The A. Priesmeyer company enlarged its operation in 1889 and built a new factory just south of Lohman’s Landing in 1905. The four-story building with a basement employed over 400 people. In 1917 the company became known as the Tweedie Footwear Corporation. The business grew and thrived through World War II until manufacturing stopped in 1964.

In the 1880s, John and Anna Tweedie lived on the 700 block of E. High Street, just west of today’s High Street Retreat. Tweedie hired well-known architect Charles Opel to design his home at 601 East High Street. Opel would later design nearby Ivy Terrace for Governor Lawrence V. Stephens in 1893, and part of MSP as well.

Although Opel was the architect, Tweedie incorporated many of his own touches into the design of the building. Several of these features still exist today. You can still see the thistles carved in the stone above the first floor windows which would have perhaps reminded Tweedie of Scotland and his youth. The unique curved stonework around the front entry features a lizard and displays the Scottish affinity for stone masonry.
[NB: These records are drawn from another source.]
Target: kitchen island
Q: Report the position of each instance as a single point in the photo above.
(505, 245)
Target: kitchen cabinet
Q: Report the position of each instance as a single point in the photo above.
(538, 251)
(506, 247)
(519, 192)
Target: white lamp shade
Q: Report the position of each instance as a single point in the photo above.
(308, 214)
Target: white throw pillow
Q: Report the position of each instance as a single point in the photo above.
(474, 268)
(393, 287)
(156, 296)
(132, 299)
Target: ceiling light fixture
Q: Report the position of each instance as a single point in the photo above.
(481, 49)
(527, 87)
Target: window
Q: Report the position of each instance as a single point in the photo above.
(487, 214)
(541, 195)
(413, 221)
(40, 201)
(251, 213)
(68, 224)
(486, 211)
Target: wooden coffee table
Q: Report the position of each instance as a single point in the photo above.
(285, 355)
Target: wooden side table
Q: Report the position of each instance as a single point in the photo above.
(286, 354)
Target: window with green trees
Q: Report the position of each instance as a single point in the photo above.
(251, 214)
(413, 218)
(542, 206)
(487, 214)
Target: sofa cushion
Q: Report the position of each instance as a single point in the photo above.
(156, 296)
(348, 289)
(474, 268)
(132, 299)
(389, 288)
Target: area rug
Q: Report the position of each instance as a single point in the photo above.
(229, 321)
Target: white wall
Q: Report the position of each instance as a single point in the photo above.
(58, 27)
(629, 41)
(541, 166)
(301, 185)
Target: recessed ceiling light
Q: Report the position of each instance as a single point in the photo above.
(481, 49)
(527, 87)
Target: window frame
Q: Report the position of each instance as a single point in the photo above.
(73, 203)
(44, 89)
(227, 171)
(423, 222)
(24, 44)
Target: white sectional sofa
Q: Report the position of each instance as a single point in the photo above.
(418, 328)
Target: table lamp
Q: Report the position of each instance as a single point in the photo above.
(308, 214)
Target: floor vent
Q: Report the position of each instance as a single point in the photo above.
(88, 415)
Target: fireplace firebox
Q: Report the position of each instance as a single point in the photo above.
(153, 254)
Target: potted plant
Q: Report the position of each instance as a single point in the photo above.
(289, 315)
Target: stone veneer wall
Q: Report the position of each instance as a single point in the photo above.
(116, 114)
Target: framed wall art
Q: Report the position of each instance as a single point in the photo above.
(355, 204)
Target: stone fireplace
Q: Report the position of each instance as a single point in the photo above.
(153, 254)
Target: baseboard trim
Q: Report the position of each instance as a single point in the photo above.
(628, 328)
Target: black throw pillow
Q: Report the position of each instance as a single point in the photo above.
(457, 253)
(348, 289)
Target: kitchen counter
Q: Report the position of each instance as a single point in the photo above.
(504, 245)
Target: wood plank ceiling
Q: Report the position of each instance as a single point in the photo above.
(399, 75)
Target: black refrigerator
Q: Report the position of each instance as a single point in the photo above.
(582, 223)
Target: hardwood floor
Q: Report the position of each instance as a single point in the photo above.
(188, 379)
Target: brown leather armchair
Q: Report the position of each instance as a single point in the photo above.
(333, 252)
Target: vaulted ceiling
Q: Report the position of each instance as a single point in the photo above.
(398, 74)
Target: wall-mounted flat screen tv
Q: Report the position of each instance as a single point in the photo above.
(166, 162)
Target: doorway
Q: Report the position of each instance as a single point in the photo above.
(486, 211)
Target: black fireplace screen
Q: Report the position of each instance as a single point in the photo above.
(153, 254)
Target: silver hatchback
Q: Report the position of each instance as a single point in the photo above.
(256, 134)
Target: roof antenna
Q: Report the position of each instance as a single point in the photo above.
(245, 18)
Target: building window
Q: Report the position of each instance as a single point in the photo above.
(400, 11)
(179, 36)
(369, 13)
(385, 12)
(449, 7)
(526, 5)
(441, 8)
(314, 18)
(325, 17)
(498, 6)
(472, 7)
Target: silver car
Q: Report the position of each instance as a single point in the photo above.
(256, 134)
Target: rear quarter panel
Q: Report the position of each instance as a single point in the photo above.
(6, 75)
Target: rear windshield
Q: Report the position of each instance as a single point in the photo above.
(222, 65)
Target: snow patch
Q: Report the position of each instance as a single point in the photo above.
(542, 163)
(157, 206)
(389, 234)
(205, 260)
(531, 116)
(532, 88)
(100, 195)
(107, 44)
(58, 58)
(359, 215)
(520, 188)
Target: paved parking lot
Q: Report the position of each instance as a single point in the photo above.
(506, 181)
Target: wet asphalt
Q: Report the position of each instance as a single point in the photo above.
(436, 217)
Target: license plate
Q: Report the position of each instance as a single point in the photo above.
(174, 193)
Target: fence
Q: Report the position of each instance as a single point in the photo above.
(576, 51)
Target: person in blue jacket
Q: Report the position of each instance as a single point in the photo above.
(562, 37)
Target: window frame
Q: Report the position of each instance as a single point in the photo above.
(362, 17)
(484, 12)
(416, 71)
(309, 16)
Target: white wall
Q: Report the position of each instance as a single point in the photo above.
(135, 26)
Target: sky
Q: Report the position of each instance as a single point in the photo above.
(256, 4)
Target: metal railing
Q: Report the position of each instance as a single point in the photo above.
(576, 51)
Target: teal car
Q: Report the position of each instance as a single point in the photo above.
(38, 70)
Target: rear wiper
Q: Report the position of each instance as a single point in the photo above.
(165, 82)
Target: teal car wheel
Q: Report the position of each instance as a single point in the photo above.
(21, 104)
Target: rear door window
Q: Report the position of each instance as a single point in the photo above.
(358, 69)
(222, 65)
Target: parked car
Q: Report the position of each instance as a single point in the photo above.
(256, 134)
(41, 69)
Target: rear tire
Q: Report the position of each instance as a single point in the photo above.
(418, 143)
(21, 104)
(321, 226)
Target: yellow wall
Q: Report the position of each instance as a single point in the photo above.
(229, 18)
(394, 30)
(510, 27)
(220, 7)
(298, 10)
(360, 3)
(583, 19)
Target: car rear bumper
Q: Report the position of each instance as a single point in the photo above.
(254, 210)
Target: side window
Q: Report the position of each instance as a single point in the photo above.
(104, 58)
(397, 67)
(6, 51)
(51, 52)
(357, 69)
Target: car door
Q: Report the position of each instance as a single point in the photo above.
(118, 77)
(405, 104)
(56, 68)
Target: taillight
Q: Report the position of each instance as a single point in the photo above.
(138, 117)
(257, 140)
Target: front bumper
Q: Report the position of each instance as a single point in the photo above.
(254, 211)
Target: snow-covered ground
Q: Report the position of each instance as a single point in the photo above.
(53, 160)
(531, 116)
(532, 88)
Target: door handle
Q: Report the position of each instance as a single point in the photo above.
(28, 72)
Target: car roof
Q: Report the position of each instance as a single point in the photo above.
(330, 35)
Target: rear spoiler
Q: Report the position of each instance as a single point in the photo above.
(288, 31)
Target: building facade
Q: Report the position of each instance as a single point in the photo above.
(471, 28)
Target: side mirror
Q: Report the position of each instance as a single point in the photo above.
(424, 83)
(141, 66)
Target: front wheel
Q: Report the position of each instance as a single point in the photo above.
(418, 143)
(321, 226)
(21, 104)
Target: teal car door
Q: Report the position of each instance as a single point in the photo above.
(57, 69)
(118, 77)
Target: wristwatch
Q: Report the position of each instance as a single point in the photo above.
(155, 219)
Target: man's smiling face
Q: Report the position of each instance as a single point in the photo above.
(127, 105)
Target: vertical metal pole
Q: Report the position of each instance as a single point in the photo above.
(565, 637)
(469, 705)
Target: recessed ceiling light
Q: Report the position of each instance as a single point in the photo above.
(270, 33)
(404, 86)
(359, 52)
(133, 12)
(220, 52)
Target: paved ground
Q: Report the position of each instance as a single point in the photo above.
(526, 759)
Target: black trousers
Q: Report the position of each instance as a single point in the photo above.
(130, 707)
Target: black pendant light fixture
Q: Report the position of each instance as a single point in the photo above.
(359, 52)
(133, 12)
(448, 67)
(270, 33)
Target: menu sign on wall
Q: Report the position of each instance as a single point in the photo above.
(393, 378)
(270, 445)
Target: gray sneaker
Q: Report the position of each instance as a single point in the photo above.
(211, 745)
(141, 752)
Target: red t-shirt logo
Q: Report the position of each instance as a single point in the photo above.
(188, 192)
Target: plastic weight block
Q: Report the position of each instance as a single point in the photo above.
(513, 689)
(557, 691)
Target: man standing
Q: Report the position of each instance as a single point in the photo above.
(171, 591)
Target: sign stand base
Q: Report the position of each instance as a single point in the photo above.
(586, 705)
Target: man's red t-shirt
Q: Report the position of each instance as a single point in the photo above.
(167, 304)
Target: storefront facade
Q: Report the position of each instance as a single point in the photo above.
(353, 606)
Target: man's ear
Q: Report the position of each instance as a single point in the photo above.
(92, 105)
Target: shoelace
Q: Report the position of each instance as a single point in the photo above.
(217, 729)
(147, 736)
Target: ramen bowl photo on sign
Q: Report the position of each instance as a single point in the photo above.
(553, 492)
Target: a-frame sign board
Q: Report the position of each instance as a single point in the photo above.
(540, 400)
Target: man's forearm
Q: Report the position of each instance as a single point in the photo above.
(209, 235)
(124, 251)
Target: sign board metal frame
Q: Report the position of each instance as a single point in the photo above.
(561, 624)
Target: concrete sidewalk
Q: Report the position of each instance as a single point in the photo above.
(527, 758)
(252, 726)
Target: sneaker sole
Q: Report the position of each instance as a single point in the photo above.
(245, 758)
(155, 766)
Due to the intricate designs throughout, the Victorian house is classified as being in the Queen Anne style which was popular from 1880-1910. The house was perfect for a local businessman wanting to exhibit his wealth and position within the community.

After the death of John Tweedie in 1908, his family continued to live at the home for a number of years. In the 1950s, the building was converted into the Dulle Funeral Home. It served as a hospice home in the 90s then in the 2000s the building housed Cole County Residential Services.

Each new business changed the historic building in some way. When HCJ purchased the building last year, the goal was not a full restoration. Instead, HCJ implanted the tactic of adaptive reuse.

Adaptive reuse is the process of repurposing buildings that have outlived their original purposes for different uses or functions while at the same time retaining their historic features. HCJ supports adaptive reuse as a way to save neglected buildings that might otherwise be demolished or left vacant.

Benefits of adaptive architecture reuse include:

Utilization of Quality Materials: Seasoned building materials are generally not available today. Close-grained, first-growth lumber that was used +75 years ago is naturally stronger than wood grown quickly today.

Increasing Sustainability: Adaptive reuse in inherently green.

Preserving the Culture: These buildings are part of our community’s history and memory. As the state capitol, they are also part of our state’s story.

HCJ has focused on rehabbing the original historic portion of the property which had not been utilized for some time. The front parlor has been revitalized and now houses the contents of the 1904 St. Mary’s Time Capsule for the public to view. The middle segment of the house which was once joined with the parlor to make one large room, will soon hold a public research library focused on historic buildings and properties in Jefferson City.

The annex, which was added in the mid-1900s when the property served as a funeral home, has been painted to better highlight the historic portion of the property. The first floor of the annex is available to rent as a community room for meetings or events with 30-40 people. The second floor of the annex currently houses architectural salvage, much of which was saved from buildings that were demolished as a result of the May 2019 tornado.

Through adaptive reuse, HCJ has been able to rehab and repurpose this beautiful historic building to serve our community today. The building and it’s historic architectural features remind of us of the people that once lived in our community and their story. Historic buildings like the Tweedie House help communicate our understanding of the past to future generations.